Мы опять замолчали. Уголовник бредил, сверчок пищал, Владимир Иванович сопел носом, а я глядел на полоску лунного света и чувствовал, как во мне совершается что-то грозно-значительное и вместе с тем радостное, какой-то серьезный переворот.
— Владимир Иванович, вы о чем думаете? — поинтересовался я от избытка чувств.
— О чем я особенно могу думать? — сказал он в ответ. — Так, вспоминаю. Например, вспоминаю, как у немцев в плену сидел. В сорок третьем году я в Белоруссии сидел. Жили, представьте себе, в землянках.
— Вы об этом уже рассказывали.
— Да… Бывало, наломаешься на лесоповале, а вечером соберемся в своей норе и сидим. Скучно так, что выразить не могу! Ну, от скуки разные рассказы заводим, чтобы, значит, не так скучно, а то споем…
— А давайте сейчас споем? — предложил я и весело улыбнулся.
— Что же мы будем петь?
— Все равно. Начинайте.
Владимир Иванович помедлил и затем вполголоса затянул «Славное море, священный Байкал». Я стал подпевать. Когда мы дошли до «хлебом кормили крестьянки меня, парни снабжали махоркой», лязгнул засов и в ослепительном створе двери обозначился Никоненко.
— Вы что, ребята, с ума посходили? — наставительно сказал он. — Вы отдаете себе отчет, где вы находитесь?
— Послушайте, Никоненко, — взмолился я, — ну что за криминал, если люди капельку попоют? Ведь мы же не пьяные и поем потихоньку, никому не мешаем… Поймите, нужно людям попеть, душа просит!
— Интересно: а если у вас душа танцев запросит, то вы в камере танцевать будете? Ну, ненормальный народ! Десятый год я в органах и все изумляюсь: до чего же ненормальный у нас народ!
— Ну так мы допоем, Никоненко, а?
— Я вам допою! Чтобы сидели, как мыши. Все, учителя, — тихий час.

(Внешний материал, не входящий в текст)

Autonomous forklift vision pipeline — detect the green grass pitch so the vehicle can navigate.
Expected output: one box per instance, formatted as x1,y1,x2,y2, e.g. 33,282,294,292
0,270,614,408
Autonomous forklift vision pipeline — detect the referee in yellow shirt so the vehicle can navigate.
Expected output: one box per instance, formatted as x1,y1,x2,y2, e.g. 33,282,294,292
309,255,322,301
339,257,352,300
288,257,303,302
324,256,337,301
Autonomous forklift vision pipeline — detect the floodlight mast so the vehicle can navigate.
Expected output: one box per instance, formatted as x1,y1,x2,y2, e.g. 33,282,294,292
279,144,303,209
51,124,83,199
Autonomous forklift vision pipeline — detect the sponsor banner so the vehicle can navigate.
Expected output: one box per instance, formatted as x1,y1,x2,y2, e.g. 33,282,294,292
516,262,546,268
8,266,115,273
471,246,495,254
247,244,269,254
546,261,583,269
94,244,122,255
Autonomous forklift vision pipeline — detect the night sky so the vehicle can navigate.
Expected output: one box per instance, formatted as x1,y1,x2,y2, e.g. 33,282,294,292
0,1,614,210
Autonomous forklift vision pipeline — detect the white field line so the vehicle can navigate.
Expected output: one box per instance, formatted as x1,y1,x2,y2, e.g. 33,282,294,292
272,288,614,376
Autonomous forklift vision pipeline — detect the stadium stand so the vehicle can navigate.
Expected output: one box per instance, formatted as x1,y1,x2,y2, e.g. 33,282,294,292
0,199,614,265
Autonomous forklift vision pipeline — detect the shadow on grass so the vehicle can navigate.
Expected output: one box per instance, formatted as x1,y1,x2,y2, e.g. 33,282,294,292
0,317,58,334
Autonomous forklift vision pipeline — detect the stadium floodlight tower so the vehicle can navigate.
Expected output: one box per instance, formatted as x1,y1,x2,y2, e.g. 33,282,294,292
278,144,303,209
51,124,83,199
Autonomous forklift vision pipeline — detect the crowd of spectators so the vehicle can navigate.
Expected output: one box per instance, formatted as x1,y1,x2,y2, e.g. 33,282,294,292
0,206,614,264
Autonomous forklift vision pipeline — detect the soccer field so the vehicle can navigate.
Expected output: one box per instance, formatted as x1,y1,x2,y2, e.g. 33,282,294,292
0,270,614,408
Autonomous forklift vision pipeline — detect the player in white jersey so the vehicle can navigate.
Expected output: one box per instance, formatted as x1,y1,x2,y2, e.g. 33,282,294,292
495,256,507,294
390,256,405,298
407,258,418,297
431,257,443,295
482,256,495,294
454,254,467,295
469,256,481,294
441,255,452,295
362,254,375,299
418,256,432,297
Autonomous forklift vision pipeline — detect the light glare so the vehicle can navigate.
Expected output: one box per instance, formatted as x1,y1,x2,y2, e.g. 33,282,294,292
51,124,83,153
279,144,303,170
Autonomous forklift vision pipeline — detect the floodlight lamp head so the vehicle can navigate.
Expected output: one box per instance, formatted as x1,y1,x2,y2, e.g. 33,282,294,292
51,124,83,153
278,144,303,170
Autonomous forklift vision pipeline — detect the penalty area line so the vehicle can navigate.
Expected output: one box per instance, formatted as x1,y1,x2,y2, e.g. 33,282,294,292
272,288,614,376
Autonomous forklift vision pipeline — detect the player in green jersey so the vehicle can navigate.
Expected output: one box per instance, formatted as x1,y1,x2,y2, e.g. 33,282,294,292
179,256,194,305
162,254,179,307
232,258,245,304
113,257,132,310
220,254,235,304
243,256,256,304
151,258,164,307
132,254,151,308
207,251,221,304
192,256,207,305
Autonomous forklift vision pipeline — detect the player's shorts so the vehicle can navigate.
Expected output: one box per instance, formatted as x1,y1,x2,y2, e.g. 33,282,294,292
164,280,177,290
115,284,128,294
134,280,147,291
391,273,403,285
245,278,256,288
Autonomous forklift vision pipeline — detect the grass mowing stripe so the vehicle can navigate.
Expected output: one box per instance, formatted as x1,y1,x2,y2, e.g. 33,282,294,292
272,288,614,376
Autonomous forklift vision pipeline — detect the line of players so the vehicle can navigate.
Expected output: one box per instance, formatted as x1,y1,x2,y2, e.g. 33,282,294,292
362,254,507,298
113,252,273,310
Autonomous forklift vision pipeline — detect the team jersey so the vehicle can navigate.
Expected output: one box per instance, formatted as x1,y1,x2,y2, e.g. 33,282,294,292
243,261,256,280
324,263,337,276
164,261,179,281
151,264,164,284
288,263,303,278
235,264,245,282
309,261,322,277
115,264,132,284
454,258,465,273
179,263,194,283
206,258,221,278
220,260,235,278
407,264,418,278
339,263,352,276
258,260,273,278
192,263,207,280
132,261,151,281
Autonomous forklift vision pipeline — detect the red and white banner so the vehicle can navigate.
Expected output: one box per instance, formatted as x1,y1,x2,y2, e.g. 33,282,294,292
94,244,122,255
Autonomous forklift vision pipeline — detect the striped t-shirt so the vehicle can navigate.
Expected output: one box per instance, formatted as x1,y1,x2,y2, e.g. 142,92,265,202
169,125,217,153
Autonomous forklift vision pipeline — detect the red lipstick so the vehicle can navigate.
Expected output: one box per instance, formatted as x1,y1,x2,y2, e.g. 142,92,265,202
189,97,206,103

Никоненко притворил дверь, лязгнул засовом и тонко застучал удалявшимися подковками, а мы с Владимиром Ивановичем стали укладываться; Владимир Иванович захрапел почти сразу, я же долго ворочался: было зябко и неудобно. И вдруг я вспомнил, что так и не выяснил того, зачем сначала отправился в Барыковский переулок, а затем попал в Олину квартиру на юбилей. Хотя это было не совсем удобно, я растолкал Владимира Ивановича и спросил:
— Послушайте, Владимир Иванович, вы не припомните обстоятельств исчезновения из слесарной мастерской финских лекал?
— Каких еще лекал? — спросил Владимир Иванович, тараща на меня невидящие глаза.
— Финских.
— Сроду у нас не было никаких лекал; не то что финских, а просто-таки никаких.
И, повернувшись на другой бок, он почти немедленно захрапел.
3
Наутро — проснувшись, но еще не открыв глаза — я сразу припомнил, где я нахожусь и что произошло со мной накануне. Но, как ни странно, мне от этого не сделалось тяжело; напротив, я чувствовал, что мне по-своему хорошо, несмотря даже на то, что все тело противно ныло, точно меня побили. Я принялся размышлять, отчего бы это мне было так загадочно хорошо, и пришел к довольно неожиданному заключению: я вдруг припомнил, что дотошнейшим образом предсказал события 13 февраля вплоть до того, что мы с Владимиром Ивановичем окажемся в изоляторе: из этого следовало, что мне потому загадочно хорошо, что вообще любые, даже самые злосчастные происшествия, которые загодя предречены и, стало быть, осмыслены с точки зрения законов превращения настоящего в будущее, непременно дают какой-то успокоительный результат и, может быть, даже исключают горе как таковое.